Pathak and Gupta began speaking with executives and frontline workers at oil rigs, hospitals, factories and other demanding environments to understand where robotics consistently failed.
When the team purchased a commercially available humanoid robot from Unitree in February 2024, they installed their software and achieved meaningful results within a day, according to the founders. Skild emerged from stealth in the summer of 2024 and released public videos of its systems at work for the first time the following year.
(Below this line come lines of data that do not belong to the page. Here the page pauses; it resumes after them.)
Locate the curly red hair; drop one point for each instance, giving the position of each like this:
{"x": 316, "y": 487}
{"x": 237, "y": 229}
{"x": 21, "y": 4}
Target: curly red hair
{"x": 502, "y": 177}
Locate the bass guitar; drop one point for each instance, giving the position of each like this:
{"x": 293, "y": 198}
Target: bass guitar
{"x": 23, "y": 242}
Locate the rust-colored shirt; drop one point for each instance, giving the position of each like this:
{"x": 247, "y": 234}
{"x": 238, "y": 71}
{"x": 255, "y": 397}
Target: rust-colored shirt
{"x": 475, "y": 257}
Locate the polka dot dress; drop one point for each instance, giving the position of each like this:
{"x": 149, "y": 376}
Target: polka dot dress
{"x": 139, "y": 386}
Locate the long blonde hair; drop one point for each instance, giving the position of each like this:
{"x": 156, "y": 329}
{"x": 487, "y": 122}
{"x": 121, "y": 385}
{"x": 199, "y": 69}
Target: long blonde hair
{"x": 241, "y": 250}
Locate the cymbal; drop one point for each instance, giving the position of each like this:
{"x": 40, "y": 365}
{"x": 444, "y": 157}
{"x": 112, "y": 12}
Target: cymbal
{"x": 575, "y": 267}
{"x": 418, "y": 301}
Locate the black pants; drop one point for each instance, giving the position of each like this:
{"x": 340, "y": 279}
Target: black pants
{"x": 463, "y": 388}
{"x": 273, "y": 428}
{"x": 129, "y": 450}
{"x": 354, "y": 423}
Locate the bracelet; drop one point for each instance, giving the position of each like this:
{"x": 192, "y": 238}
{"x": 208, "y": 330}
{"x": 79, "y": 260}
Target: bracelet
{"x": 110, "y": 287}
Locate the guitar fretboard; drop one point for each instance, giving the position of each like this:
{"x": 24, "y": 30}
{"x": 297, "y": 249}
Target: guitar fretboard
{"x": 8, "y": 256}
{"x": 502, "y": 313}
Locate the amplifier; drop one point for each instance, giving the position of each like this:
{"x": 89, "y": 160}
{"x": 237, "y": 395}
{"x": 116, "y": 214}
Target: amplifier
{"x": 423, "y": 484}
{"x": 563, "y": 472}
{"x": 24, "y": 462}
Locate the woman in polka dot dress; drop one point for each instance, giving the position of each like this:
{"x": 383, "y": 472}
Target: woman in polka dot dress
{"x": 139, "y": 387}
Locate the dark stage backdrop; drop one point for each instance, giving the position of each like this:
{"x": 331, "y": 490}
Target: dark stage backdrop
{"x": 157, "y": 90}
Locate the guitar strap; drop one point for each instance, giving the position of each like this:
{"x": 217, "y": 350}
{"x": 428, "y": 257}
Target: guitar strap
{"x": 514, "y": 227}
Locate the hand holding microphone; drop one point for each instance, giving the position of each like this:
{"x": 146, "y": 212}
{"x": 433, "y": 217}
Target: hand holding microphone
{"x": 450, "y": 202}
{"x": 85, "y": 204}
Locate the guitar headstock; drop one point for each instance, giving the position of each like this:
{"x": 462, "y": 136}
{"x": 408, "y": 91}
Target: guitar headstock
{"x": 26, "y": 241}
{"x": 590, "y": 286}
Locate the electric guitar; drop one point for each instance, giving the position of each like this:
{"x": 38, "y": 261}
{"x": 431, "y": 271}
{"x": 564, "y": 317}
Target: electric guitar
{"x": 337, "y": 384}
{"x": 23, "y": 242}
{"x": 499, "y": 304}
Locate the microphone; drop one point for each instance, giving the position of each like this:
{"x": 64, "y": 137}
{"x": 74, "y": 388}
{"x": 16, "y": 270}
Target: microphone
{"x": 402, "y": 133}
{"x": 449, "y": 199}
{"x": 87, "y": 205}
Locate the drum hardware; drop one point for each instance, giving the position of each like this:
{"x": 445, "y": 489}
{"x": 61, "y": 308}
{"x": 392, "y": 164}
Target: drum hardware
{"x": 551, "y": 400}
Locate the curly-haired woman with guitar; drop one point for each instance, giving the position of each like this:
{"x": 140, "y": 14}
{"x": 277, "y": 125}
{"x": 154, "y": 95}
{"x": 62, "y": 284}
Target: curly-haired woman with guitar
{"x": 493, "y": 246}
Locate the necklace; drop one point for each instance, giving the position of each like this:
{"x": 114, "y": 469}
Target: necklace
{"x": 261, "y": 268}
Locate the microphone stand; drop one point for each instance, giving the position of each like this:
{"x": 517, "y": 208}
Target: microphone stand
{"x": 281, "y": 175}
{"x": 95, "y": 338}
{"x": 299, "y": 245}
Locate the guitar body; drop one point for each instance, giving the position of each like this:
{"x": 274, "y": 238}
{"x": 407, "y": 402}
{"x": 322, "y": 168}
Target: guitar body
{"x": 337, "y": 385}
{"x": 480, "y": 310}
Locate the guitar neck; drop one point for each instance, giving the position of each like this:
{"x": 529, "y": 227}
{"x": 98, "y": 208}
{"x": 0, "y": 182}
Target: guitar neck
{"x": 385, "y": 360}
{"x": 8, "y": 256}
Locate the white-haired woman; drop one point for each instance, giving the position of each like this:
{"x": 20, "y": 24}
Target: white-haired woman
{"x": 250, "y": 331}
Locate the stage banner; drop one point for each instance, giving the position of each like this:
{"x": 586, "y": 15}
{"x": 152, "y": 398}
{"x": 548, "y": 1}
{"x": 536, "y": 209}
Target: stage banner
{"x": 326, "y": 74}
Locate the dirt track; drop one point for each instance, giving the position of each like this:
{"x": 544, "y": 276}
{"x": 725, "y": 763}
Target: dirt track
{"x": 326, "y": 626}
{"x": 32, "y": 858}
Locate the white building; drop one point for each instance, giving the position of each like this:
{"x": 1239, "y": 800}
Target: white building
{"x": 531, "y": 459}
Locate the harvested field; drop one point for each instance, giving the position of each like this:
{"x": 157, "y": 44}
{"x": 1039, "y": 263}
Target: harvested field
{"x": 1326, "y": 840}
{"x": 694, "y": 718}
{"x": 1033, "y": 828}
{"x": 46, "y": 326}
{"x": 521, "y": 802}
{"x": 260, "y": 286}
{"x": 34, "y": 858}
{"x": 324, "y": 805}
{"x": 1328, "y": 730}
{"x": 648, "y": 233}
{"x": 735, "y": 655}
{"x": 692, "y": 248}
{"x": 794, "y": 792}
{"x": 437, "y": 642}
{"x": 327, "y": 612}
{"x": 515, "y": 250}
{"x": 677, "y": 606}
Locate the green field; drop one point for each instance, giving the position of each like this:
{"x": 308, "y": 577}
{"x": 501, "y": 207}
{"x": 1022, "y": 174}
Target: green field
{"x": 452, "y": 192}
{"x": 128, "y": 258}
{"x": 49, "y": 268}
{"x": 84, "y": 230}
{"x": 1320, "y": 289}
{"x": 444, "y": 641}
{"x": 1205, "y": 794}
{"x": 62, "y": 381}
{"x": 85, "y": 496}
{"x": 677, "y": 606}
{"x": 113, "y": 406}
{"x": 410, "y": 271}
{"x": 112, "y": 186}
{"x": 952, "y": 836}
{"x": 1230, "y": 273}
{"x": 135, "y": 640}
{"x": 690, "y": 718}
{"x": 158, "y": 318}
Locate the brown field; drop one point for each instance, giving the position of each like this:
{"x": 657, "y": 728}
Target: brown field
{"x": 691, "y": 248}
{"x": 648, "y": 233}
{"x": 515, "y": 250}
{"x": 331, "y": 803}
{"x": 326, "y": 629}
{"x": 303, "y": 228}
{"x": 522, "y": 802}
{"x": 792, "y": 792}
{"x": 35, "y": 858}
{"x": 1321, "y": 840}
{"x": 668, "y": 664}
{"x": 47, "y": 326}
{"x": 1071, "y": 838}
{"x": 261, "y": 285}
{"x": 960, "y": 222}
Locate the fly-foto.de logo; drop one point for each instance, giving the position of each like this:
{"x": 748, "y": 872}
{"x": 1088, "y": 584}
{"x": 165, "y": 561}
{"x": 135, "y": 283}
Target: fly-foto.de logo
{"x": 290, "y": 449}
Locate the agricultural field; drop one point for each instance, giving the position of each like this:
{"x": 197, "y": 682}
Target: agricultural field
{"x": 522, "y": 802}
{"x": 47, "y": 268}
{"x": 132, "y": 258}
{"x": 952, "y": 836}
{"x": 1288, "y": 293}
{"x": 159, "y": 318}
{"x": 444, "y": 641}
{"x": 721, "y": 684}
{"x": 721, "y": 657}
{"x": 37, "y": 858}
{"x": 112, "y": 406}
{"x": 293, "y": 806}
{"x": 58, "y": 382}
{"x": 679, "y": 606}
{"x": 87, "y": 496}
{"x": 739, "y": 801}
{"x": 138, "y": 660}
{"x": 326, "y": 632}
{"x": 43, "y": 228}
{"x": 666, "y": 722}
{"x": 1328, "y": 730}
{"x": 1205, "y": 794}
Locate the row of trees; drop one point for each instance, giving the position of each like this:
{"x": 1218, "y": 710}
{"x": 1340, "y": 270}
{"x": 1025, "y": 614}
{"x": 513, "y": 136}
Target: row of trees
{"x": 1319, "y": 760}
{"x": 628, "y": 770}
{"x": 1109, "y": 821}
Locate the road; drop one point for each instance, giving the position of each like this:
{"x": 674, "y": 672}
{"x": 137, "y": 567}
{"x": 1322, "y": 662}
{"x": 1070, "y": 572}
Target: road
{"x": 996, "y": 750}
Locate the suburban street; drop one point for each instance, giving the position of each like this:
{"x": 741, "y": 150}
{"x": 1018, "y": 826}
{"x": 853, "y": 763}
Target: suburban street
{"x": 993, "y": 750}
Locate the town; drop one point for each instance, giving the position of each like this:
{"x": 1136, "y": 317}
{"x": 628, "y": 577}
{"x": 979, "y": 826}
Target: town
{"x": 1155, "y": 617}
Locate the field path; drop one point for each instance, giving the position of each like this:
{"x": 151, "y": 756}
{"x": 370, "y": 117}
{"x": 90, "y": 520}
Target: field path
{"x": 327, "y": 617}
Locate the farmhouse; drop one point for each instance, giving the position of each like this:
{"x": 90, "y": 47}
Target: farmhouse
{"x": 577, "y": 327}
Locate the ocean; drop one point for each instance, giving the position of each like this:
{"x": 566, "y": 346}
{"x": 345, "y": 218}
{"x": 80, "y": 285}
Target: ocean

At Nvidia’s GTC keynote in October, CEO Jensen Huang announced that Skild’s software would be used for robotic automation at Nvidia’s upcoming GPU factory in Houston.
Skild also has aligned itself with a broader push for advanced automation in the US. The founders believe robotics will create more jobs down the line and fill more than 1 million available roles in the country in dangerous, repetitive or undesirable jobs.
“There will be a scenario where in the long, long future, robots can do almost any work that humans can do, but that’s a good thing,” Pathak said. “It is not a bad thing. We have time to prepare for this. It’s not happening overnight. It’s not happening in a few years.”